A tosmabru {valrtosmabru} is a sequence of cmavo followed by a brivla. tosmabru can be coerced into being brivla by adding a consonant at the end of the last syllable of the first cmavo.


 e.g. gau,tcì,ni -> gau tcini; cmavo + gismu
      gaur,tcì,ni -> gaurtcini; a single lujvo
      .a,'u,nain,mo -> .a'u nainmo; cmavo + zi'evla
      .a,'ur,nain,mo -> .a'urnainmo; a single zihevla
      boi,kèi,foi -> boi kèi foi; three cmavo
      boir,kèi,foi -> boirkeifoi; a single lujvo

Word breaks, glottal stops

All word breaks may be pronounced as glottal stops, and some word breaks have to. Glottal stops are required before and after all cmevla, as well as before all words starting with a vowel or "y". They are also required after certain cmavo:

  • When pronouncing two words together would break a phonotactic rule,
 they need to be separated with a glottal stop.
   e.g. "au" "uàn,mo" -> {.au .uanmo}
  • Each pair of cmavo of the form CV Cy followed by either a brivla or a
 cmavo of the form CVV or CV'V needs a glottal stop between the last
 and second-last word.
   e.g. "ca" "vy" "càr,vi" -> {ca vy. carvi} /Sa.vy?.'Sar.vi/
        (/Sa.vy.'Sar.vi/ would be {cavycarvi}, a lujvo)
  • Every stressed cmavo followed by a brivla starting with a consonant
 cluster needs a glottal stop after the cmavo.
   e.g. "bà" "sna,jù,'i" -> {bà. snaju'i} /'ba?.sna.'Zu.hi/
        (/'ba.sna.'Zu.hi/ would be {basna jù'i}, a gismu and a cmavo)

Parser peculiarities

jbofihe, popular before camxes came along, has different rules than camxes.

  • Vowel syllables
    • They may start with any number of consonants, and the rule for
   initial triples doesn't exist. The only restriction is that all
   pairs in the initial cluster need to be valid initial pairs.
     e.g. {stsmla'u} is a word
    • They may end with up to two consonants, not just one.
     e.g. {bongnanba} is a word
    • Syllables beginning with glides are their own type, and if not
   preceded by a glottal stop, they continue the word like an
   h-syllable.
     e.g. {.aierne} is one word, not two,
          {.ia} always starts with a glottal stop
    • Syllables beginning with vowels don't require a word boundary
   before them.
     e.g. {sincrboa} is a word, {.joan.} is a word

(Or, more accurately, jbofihe has no notion of syllables in the sense that camxes does, but even under jbofihe practically no one would use words that violated these modified syllable rules)

  • cmevla

Dotside doesn't apply: the beginning of cmevla can also be delimited by some cmavo, namely {la}, {lai}, {la'i}, or {doi}. If one of these cmavo precedes a cmevla, no initial glottal stop is required. cmevla can't contain any of these cmavo. For example {la .larfin.} parses as three words, "la" "la" "rfin"

  • brivla

zihevla as final rafsi, rafsi beginning with vowels, and rafsi ending in "'y" do not exist.

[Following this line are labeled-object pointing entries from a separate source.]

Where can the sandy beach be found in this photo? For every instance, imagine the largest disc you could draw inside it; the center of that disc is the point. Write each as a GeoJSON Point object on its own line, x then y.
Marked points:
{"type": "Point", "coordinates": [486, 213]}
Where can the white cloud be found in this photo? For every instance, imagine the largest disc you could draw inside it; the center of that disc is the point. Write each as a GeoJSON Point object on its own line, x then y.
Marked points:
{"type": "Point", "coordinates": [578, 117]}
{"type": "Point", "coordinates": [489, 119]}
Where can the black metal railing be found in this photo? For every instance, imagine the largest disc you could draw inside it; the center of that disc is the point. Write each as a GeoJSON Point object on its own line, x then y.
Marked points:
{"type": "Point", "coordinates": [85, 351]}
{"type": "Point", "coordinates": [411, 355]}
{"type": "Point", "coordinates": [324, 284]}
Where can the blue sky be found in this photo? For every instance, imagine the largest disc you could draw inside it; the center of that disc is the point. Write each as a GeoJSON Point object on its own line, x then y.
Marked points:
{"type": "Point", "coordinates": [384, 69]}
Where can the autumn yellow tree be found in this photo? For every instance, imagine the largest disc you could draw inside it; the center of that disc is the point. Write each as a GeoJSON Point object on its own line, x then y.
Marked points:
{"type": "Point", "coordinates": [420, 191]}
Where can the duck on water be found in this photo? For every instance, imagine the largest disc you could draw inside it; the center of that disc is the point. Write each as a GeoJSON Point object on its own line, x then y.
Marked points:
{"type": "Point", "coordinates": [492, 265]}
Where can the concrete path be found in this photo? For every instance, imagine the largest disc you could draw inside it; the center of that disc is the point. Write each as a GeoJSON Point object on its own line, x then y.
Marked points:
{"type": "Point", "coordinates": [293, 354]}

 e.g. {bardykentauru}, {.algyro'i}, {sorpeka'ykla} aren't words

rafsi with CVCy shape are illegal if the corresponding CVC rafsi is legal in the situation.

 e.g. {jbobanyjvo} isn't a word, only {jbobanjvo} is

rafsi with CVVr or CV'Vr shape are only recognized as rafsi if using the corresponding CVV or CV'V rafsi would result in tosmabru.

 e.g. {lerpi'oci'arci'e} is a zihevla,
      {lerpi'oci'aci'e} is a lujvo,
      {ci'arci'e} is a lujvo

All brivla must have a consonant cluster within the first five letters after ' and y are removed. {ko'oinde} is not a word.